Today at ~10:50 CEST, all of my slaves went down, and it is impossible to relaunch them. All of them suddenly show the following error in the log:
[07/08/16 15:01:58] [SSH] Starting slave process: cd "/localworkspaces/coverity/jenkins" && /opt/java1.7_x86_64/bin/java -Xmx2g -Xms2g -verbose:gc -Xloggc:/tmp/gc.log -XX:+PrintGCDetails -XX:+PrintGCDateStamps -XX:+PrintHeapAtGC -XX:+HeapDumpOnOutOfMemoryError -jar slave.jar <===[JENKINS REMOTING CAPACITY]===>channel started hudson.util.IOException2: Slave JVM has not reported exit code. Is it still running? at hudson.plugins.sshslaves.SSHLauncher.startSlave(SSHLauncher.java:984) at hudson.plugins.sshslaves.SSHLauncher.access$400(SSHLauncher.java:137) at hudson.plugins.sshslaves.SSHLauncher$2.call(SSHLauncher.java:725) at hudson.plugins.sshslaves.SSHLauncher$2.call(SSHLauncher.java:706) at java.util.concurrent.FutureTask.run(FutureTask.java:266) at java.util.concurrent.ThreadPoolExecutor.runWorker(ThreadPoolExecutor.java:1142) at java.util.concurrent.ThreadPoolExecutor$Worker.run(ThreadPoolExecutor.java:617) at java.lang.Thread.run(Thread.java:745) Caused by: java.io.IOException: Remote call on socvm458 failed at hudson.remoting.Channel.call(Channel.java:789) at hudson.slaves.SlaveComputer.setChannel(SlaveComputer.java:516) at hudson.slaves.SlaveComputer.setChannel(SlaveComputer.java:389) at hudson.plugins.sshslaves.SSHLauncher.startSlave(SSHLauncher.java:976) ... 7 more Caused by: java.lang.OutOfMemoryError: GC overhead limit exceeded [07/08/16 15:02:01] Launch failed - cleaning up connection [07/08/16 15:02:01] [SSH] Connection closed. ERROR: Connection terminated java.io.IOException: Unexpected termination of the channel at hudson.remoting.SynchronousCommandTransport$ReaderThread.run(SynchronousCommandTransport.java:73) Caused by: java.io.EOFException at java.io.ObjectInputStream$PeekInputStream.readFully(ObjectInputStream.java:2353) at java.io.ObjectInputStream$BlockDataInputStream.readShort(ObjectInputStream.java:2822) at java.io.ObjectInputStream.readStreamHeader(ObjectInputStream.java:804) at java.io.ObjectInputStream.<init>(ObjectInputStream.java:301) at hudson.remoting.ObjectInputStreamEx.<init>(ObjectInputStreamEx.java:48) at hudson.remoting.AbstractSynchronousByteArrayCommandTransport.read(AbstractSynchronousByteArrayCommandTransport.java:34) at hudson.remoting.SynchronousCommandTransport$ReaderThread.run(SynchronousCommandTransport.java:59)

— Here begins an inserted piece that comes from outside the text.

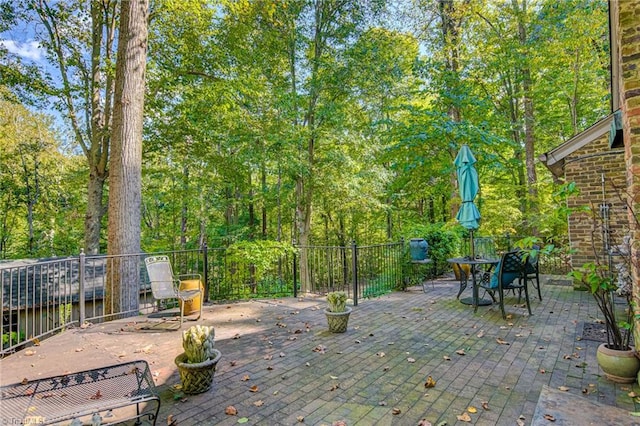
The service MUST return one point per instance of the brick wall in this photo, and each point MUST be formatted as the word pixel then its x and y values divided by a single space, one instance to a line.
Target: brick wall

I have already tried to increase the memory size and provide debugging options to JVM as described here: https://cloudbees.zendesk.com/hc/en-us/articles/204529970-Java-Heap-Out-of-Memory-Exception
... but to no effect. All my slaves are down, and I can't get them running again.
This is the gc.log:
Heap PSYoungGen total 611648K, used 41943K [0x00000007d5560000, 0x0000000800000000, 0x0000000800000000) eden space 524288K, 8% used [0x00000007d5560000,0x00000007d7e55da8,0x00000007f5560000) from space 87360K, 0% used [0x00000007faab0000,0x00000007faab0000,0x0000000800000000) to space 87360K, 0% used [0x00000007f5560000,0x00000007f5560000,0x00000007faab0000) ParOldGen total 1398144K, used 0K [0x0000000780000000, 0x00000007d5560000, 0x00000007d5560000) object space 1398144K, 0% used [0x0000000780000000,0x0000000780000000,0x00000007d5560000) PSPermGen total 21248K, used 6741K [0x000000077ae00000, 0x000000077c2c0000, 0x0000000780000000) object space 21248K, 31% used [0x000000077ae00000,0x000000077b4957e0,0x000000077c2c0000)
....now that I have restarted Jenkins, the slaves came up, too.
So, unless you want to do a postmortem analysis, this can be closed.